Happy Middles

by oneatatime



Category: Murphy Brown (TV)
Genre: Gen, mentions of Murphy and the others
Language: English
Status: Completed
Published: 2018-12-20
Updated: 2018-12-20
Packaged: 2019-09-23 08:23:02
Rating: General Audiences
Warnings: No Archive Warnings Apply
Chapters: 1
Words: 1,132
Publisher: archiveofourown.org
Story URL: https://archiveofourown.org/works/17076770
Author URL: https://archiveofourown.org/users/oneatatime/pseuds/oneatatime
Summary: Princesses don't always need happy endings.





	Happy Middles

**Author's Note:**

  * For [Missy](https://archiveofourown.org/users/Missy/gifts).



Corky figured she’d be okay after her time at FYI ended. She’d survived two marriages, including one to Miles Silverberg (of all people!), and she’d survived looking after Murphy Brown for a week. Heck, she’d even survived Frank Fontana’s advice on romance and dating! Frank Fontana! 

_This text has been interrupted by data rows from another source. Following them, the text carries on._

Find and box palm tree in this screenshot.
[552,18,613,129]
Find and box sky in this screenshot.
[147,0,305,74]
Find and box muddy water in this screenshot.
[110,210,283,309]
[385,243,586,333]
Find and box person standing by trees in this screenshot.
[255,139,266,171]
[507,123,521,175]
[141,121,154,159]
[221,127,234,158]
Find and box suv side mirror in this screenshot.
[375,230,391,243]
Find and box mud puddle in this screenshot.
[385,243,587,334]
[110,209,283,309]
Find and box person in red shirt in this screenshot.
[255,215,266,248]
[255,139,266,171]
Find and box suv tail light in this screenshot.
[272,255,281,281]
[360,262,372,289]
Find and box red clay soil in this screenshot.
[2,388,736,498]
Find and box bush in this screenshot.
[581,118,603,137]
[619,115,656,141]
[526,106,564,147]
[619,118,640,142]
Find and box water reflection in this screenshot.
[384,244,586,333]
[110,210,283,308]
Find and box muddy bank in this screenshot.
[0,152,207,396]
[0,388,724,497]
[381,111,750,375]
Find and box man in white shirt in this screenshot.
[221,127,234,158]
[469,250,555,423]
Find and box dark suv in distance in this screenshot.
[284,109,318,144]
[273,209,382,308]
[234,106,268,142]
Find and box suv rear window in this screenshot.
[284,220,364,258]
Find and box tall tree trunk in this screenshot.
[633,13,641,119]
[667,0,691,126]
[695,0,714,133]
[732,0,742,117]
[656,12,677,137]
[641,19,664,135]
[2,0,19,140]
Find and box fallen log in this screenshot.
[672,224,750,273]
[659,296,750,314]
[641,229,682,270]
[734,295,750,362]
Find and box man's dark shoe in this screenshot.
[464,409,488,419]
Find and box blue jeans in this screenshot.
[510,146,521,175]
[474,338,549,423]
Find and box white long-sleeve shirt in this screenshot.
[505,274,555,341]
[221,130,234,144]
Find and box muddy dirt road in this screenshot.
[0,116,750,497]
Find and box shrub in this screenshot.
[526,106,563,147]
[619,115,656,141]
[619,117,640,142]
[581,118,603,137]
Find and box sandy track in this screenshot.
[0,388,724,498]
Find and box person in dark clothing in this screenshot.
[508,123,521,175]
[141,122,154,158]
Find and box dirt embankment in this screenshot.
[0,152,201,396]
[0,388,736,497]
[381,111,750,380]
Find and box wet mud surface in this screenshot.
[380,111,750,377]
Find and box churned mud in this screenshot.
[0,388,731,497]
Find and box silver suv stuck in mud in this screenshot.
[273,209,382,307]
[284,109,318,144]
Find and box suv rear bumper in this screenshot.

She was a former Miss America and a good journalist. She could handle anything, right? She didn’t need the happy ending of a fairytale princess. Real princesses kept going. 

She got herself a job on an afternoon talk show as one of their roving reporters. ‘Afternoons with Dale and Grace,’ it was called, and, well, if Grace was twenty years younger than Dale and was only given about twenty percent of the lines, at least Dale treated them all respectfully. He wasn’t as good a patriarch as Jim Dial (who wasn’t perfect, but Corky wouldn’t hear a bad word said against him outside the FYI family), but who was, really? 

* * *

“And what about you, Ms Sherwood? Is this really what you wanna be doing?” 

“Me?” Corky responded, smiling at Shehana, the young woman in front of her. Shehana stood out beautifully with her long black hair and light blue sequined dress against the relentless pink of the walls. The lighting tech bustled around her, adjusting here and there. “Course it is, honey. I’m glad to be here. I’m proud of my roots.” 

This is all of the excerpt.